Da Omero a Walt Whitman, la bellezza e l’intelligenza del corpo sono protagoniste della grande poesia

​di Roberto Mussapi
Il corpo è la realtà umana nel mondo. È anche realtà animale, poiché ogni abitante del pianeta ha un corpo. Dalle origini l’uomo vive l’esperienza spirituale attraverso il corpo: l’ominide è diventato eretto, non più quadrupede, chiamato verso l’orizzonte e l’alto… Il bipedismo è una conquista del corpo che si alza seguendo orizzonte e cielo.
Da sempre l’uomo si interroga sul corpo cercando l’anima: la morte, e il seppellimento dei morti, sono il passaggio in cui l’uomo si interroga se tutto con quel corpo, prima abbandonato alle bestie e alle intemperie, poi sepolto, o incenerito – come presso gli etruschi – si esaurisca o se, come diranno Platone e poi Plotino, il corpo è la guaina, l’immagine, l’illusione della vita stessa, inafferrabile e immateriale. Quando il corpo di Achille esce dall’agone della terra, la sua anima vagherà esangue e inconsistente in un regno buio e disperante.
I greci portano al culmine il mito del corpo, inteso come realtà di potenza, bellezza, amore, felicità, forza. I Bronzi di Riace, le statue di Fidia nel Partenone e tante altre celebrano questa centralità del corpo che fraintenderanno alcuni neoclassici e tutti i neopagani: nel corpo il greco celebra l’anima, per quanto le è dato di sopravvivere e splendere, prima della morte che conduce a un buio regno d’ombre, il dominio di Ade. Il corpo è la speranza in vita dell’anima. Omero lo rappresenta magnificamente quando contrappone l’anziano Odisseo ai giovani atleti dell’ospitale isola dei Feaci: i loro corpi sono giovani e splendidi, ma Ulisse li batte nelle gare sportive perché la sua anima ha disciplinato il corpo.Che quindi non è una realtà frivola ed effimera: lo spirito dell’atleta olimpico, quello che Pindaro celebra e che i Greci mettono in scena con l’invenzione delle Olimpiadi, non è solo un corpo bello e dotato, ma anche mosso da un’energia indomabile, eroica. Poi, dopo di loro, il resto della nostra storia. Il cristianesimo rivoluziona il destino della vita oltre la morte, ma non cancella il corpo, che è prova dell’Incarnazione (il dogma non detto della poesia) e che viene esaltato in Michelangelo nella sua fusione di gloria divina e bellezza greco fidiaca.
Whitman è il poeta che in un rigoglioso Ottocento americano scopre la compresenza di corpo e anima: «Io sono il poeta del corpo e dell’anima», esordisce in un verso leggendario. Differenti, ma inscindibili.
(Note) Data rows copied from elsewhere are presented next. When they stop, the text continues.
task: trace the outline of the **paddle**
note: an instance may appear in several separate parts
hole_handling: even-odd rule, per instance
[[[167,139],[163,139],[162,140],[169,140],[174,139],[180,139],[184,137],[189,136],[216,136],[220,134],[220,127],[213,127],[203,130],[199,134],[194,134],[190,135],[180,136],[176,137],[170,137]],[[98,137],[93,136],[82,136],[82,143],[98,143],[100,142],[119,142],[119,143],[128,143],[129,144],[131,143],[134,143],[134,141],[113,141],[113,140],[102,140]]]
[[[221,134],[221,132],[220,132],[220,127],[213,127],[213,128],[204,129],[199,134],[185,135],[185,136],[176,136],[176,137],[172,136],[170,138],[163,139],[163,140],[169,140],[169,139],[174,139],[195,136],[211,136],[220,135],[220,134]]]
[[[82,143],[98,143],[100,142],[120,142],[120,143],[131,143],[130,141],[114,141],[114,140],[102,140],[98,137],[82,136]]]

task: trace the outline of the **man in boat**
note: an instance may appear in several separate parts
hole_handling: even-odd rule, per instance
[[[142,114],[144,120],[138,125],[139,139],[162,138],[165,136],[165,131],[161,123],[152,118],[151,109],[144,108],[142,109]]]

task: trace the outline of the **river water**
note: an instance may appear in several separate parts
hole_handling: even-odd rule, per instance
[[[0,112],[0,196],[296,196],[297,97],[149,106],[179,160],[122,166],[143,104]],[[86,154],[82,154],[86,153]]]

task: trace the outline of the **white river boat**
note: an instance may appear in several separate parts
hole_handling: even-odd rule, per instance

Il corpo, contorto e sudato, diventa calmo e fresco, e io dormo, dormo a lungo. Quel sonno vive la manifestazione del corpo inattivo, rapito dall’anima. Whitman è ispirante: scrive le parole fratelli e sorelle: siamo legati, e non c’è caos o fine nella morte del corpo, ma unione con l’anima. Non solo individuale. Parole scolpite: vita eterna, felicità.